In the way of craftsmanship, the Mentorship Phase which spans a 20+ year time period, is not referring to the act of personal mentoring in the traditional sense, rather, it defines the fourth phase; the time period in the practice of life as a craft, during which the primary objective is to display and make accessible to those who would seek it, select masterworks, knowledge and skills development exercises as may be recorded in the Master’s Journal, pertaining to the craftsperson’s experience in the subjects they chose to practice from within each of the Five Elements, and an account of their practice of craftsmanship.
Which Artifacts to Select
In the Apprenticeship Phase of life-as-a-craft, the apprentice is focused on what to learn; that is the contents within the Five Elements curriculum of life-as-a-craft, and developing the skill of how to learn or “self-educate in the absence teachers or institutions”. Today, the tools of distance learning available through the world wide web make this more attainable than at any other time in human history.

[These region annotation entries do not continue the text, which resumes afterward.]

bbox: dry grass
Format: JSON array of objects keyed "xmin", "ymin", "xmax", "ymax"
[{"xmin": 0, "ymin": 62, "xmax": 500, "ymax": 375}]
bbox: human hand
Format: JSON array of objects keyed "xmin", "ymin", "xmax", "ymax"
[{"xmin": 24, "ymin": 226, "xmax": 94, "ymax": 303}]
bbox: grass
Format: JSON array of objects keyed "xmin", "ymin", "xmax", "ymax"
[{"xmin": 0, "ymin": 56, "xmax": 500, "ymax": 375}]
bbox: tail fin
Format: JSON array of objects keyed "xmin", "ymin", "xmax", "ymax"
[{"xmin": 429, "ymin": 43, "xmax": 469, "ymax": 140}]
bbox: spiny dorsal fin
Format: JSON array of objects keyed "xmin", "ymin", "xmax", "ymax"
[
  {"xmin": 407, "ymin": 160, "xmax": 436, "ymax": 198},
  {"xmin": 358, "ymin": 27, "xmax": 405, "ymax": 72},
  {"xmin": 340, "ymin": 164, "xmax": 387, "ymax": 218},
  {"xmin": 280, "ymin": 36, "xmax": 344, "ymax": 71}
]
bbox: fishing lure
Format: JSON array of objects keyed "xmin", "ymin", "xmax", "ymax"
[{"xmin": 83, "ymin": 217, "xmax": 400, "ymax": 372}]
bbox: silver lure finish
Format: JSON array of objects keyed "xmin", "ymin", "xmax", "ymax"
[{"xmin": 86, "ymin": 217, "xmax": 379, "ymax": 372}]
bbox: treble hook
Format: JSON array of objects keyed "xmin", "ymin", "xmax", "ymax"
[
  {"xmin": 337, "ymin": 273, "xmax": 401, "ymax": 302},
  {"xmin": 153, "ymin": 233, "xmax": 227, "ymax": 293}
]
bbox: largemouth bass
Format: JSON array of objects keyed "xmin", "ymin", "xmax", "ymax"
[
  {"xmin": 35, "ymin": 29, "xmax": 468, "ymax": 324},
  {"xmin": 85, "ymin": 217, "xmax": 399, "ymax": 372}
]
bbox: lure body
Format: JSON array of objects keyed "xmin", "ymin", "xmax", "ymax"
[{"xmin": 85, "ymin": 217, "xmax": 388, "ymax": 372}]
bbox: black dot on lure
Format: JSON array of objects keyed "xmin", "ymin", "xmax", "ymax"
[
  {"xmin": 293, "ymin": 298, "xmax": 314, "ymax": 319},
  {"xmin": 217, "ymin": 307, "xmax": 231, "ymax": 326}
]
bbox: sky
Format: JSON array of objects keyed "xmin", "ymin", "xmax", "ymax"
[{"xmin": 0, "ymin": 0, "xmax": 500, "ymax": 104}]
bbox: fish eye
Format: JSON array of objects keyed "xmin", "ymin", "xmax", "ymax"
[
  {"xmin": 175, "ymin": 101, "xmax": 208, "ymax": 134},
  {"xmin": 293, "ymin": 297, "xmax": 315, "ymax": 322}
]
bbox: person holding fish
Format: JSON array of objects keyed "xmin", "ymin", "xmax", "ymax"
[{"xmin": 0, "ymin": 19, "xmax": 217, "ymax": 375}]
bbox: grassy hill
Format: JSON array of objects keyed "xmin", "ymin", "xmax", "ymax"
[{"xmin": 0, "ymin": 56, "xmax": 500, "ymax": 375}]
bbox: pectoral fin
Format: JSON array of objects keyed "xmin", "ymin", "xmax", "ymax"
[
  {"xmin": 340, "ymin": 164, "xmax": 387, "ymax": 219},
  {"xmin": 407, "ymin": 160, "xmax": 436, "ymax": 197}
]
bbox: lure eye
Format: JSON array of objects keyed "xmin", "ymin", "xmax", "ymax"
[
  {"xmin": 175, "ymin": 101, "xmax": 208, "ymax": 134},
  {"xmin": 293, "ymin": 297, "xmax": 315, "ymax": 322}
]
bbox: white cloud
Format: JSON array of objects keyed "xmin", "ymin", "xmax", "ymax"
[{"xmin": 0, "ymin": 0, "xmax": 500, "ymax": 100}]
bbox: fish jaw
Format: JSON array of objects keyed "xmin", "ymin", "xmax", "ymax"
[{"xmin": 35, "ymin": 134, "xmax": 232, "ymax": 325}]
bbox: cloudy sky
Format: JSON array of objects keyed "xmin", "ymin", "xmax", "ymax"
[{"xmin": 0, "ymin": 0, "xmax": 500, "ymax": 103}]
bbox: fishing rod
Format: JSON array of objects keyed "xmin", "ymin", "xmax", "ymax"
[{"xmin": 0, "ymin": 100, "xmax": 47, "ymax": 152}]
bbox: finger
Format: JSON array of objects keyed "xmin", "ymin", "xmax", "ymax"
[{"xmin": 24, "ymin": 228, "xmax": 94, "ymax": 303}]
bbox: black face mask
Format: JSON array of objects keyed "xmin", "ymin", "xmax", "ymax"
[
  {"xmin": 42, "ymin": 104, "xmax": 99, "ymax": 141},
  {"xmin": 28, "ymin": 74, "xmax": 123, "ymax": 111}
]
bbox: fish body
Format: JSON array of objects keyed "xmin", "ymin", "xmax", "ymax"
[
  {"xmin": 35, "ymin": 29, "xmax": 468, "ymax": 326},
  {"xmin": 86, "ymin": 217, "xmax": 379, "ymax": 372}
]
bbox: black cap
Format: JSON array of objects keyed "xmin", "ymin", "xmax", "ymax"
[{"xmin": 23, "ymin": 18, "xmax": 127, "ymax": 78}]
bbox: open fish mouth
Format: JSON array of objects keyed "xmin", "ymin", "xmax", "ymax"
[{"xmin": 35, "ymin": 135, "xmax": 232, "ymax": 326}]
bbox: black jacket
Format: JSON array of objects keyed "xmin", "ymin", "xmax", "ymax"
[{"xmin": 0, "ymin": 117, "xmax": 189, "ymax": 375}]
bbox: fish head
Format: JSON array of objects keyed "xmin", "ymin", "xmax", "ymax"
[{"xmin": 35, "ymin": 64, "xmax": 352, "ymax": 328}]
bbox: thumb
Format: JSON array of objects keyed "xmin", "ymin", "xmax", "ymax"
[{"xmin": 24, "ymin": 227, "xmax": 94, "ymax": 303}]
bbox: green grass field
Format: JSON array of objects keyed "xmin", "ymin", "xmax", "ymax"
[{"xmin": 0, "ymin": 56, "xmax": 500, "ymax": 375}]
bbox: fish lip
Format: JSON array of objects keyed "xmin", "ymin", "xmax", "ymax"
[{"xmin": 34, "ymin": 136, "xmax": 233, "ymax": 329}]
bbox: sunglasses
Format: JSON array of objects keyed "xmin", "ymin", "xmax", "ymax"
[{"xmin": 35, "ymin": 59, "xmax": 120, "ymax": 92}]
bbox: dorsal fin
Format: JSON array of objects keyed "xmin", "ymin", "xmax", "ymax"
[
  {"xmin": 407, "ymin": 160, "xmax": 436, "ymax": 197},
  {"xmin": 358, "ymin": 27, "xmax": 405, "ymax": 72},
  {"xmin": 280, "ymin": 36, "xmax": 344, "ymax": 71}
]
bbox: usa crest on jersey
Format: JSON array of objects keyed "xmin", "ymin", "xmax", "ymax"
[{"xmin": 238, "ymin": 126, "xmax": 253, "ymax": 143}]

In the Mentorship Phase the Master craftsman is focused on ‘selecting which masterpieces, craft-knowledge and skills to transfer’, and ‘selecting the appropriate vehicles for transferring these artifacts.
Thus, the primary work to be done in the Mentorship phase is comprised of reviewing and selecting which individual work products and content from one’s Master’s Journal should be ‘called out’ as examples of successes and failures experienced in the task of making ones masterpieces.
This is not a simple task. Making a masterpiece never is.
In the Japanese and broader Zen way of craftsmanship, is a principle known as Ma (pronounced “maah”) which recognizes the empty space or void between solid objects as a ‘thing’ in itself given form by the adjacent objects.
It is this empty space that allows the solid objects to stand out making it easier to fix ones attention. You will have to decide ‘what to leave out’ from among your artifacts, to provide adequate empty space to focus others attention on which artifacts you have decided ‘to leave in’ for display.
In the way of craftsmanship, where one’s craft work is intended to benefit the well-being of the world around us as well as oneself, these selected craft-work artifacts are the tangible contribution to one’s family heritage, and the vehicle for transmitting the message “I did this for all of us” to the next generations of apprentices.